Lastly, the United Section of the Supreme Court has dealt with the issue (judgments n° 6309/2010, n° 19433/2011), stating that “quarries, being entities open to the appropriation of non-reversible or renewable materials, are goods with their own legal and economic status”. They are not comparable to land intended for agricultural use, with the result that the criteria provided for non-building areas cannot be applied (art. 40, paragraph 1 of Presidential Decree 327/2001). They should refer to the net income obtainable for the entire duration of the planned quarrying, or, in the case of a lease to a third party, to the relevant income, subject to the calculations of discounting.

Although wind energy is a renewable energy source, unlike mining activity, it is not immediately recognizable as physically belonging to the land, and the possibility of its exploitation in terms of income capacity derives from the availability of the resource, precisely the wind, its speed, and continuity. These elements, although non-exhaustible, are characteristics of the site, as is the availability of material in the subsoil.

5 Conclusions

The land used for wind farms and related infrastructure in line with what was stated previously can be considered as assets with their own legal and economic status, and not comparable to the land intended for agricultural use.
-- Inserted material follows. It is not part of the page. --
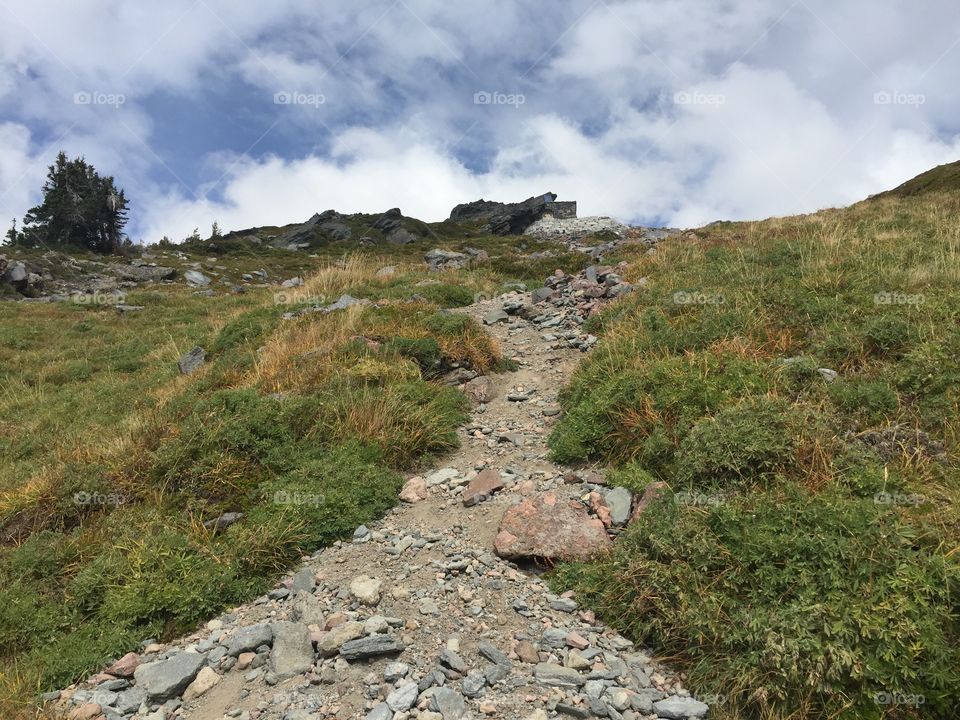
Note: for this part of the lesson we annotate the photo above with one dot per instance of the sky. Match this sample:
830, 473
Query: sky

With regard to their assessment, market research has also confirmed that these lands have actually changed their agricultural nature.

In recent years, several wind farms have been created in the territory under study. The construction of these numerous wind farms comprising windmills or wind turbines and related infrastructures (cable ducts and power lines, cabins, power stations, etc.), has imposed on those companies who have the rights for the creation and management of the such farms, the need to obtain from the landowners of the interested properties, the accessibility for the use and transformation of the land, through the conclusion of lease agreements, the assignment of surface rights, and/or of easement.

The amounts agreed upon between the parties were stipulated as one-off payments for a limited duration (normally 20 years renewable) or defined as annual rents for a similar duration. The prices paid have reached levels that cannot in any way be justified in relation to the agricultural use of the land.

Another interesting aspect that confirms the above statements is that the payments, from voluntary transfers of rights over land, reflect the typical dynamics of differential rent. On the territories under investigation, it was observed that the first companies who invested in the sector, occupying the best positions and thus guaranteeing the best energy-output performance, had paid the proprietors very high sums of money.

The data processing of the contracts for the sale of annual surface rights, related to wind farms comprising wind turbines with power 2.0 or 2.5 MW, define unit values of about 300 €/m2 (2010–2011). The construction of index numbers showed that these amounts have been reduced over time (Salvo et al. 2014).

If it is true that currently the most appealing land is being depleted and also state funding is being reduced (the latter somehow offset by the reduction of plant costs), then a reasonable estimate of the land today could be performed looking for the value investment through the development of the investment financial plan and the application of one of the models that use the Discounted Cash Flow Analysis (Afanasyeva et al. 2016; Petković et al. 2016; Venetsanos et al. 2002). This approach would lead to determine levels of landowner compensation depending on many factors, including wind speed, turbine size, price of energy, nature of the soil, and distance from grids.